Similarly, the teachers and other school authorities also neglect the fact that many rural children, especially the tribal children, are aware of rich bio-diversity around them. They become conscious only when some foreign companies pirate this information and patent it. Thus, in the name of relevance, most of the content taught in the schools is totally irrelevant to the prevailing situations of the rural children.

In recent years, there have been attempts to change the elementary school curricu­lum to make it more child-centred, joyful and activity-based. However, in most cases, there have been mere cosmetic changes accompanied by much ‘song and dance’, with no radical restructuring in the content and design. The education systems in this region are highly monopolistic and rigid, and are controlled by bureaucratic departments that are resistant to change.

Moreover, the people, who design school curricula have outdated notions about what constitutes ‘learning’, are burdened with the perceived demands of higher education, and are far removed from a typical average child of the country. They are also far too inflexible to learn from the experience of village teachers and field-based voluntary groups working in close contact with children. Some flexibility may be per­mitted in the curriculum for ‘those children’ in non-formal schools, but never in the highly guarded formal system for ‘our kids’.

4. Most Important Resource—The Teacher:


The protagonist of the educational system and the most important resource for quality education, the teacher, in reality has the feeblest voice in the matters of concern. The rural primary school teacher occupies the lowest position in the hierarchy. Apart from teaching, he/she is expected to bear the burden of many other assignments such as col­lecting census, propagating family planning programmes, conducting poverty surveys, etc.

The teacher in a village acts as the sole multi-purpose village functionary, and is expected to perform whatever function the government finds necessary at any time. This problem becomes most acute in the case of village schools, having a single or at most two teachers. For days together, the school may remain closed because the teacher has been summoned on ‘duty’, further discouraging children, who in the absence of support at home, need much more attention and extra time.

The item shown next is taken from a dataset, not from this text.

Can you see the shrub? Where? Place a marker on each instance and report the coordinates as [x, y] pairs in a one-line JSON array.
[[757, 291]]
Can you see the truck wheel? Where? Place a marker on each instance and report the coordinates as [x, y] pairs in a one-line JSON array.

Another major problem that has come up in recent days is that, due to the ceiling on recruitments, there is insufficient number of teachers in many of these schools. A con­siderable proportion of available teachers do not have the requisite qualifications. Women teachers constitute only 31 percent of the total number of teachers in rural areas, which is supposed to be one of the causes for low literacy rate.

Lack of motivation on the part of teachers, who generally are academically low- qualified and have chosen this profession as a last resort, is a serious problem. Added to this, the teachers are burdened with unmanageable classes, irrelevant curricula, dismal working conditions, and lack of recognition of their efforts. Moreover, these teachers are lowly paid. The result is that the teachers tend to give up.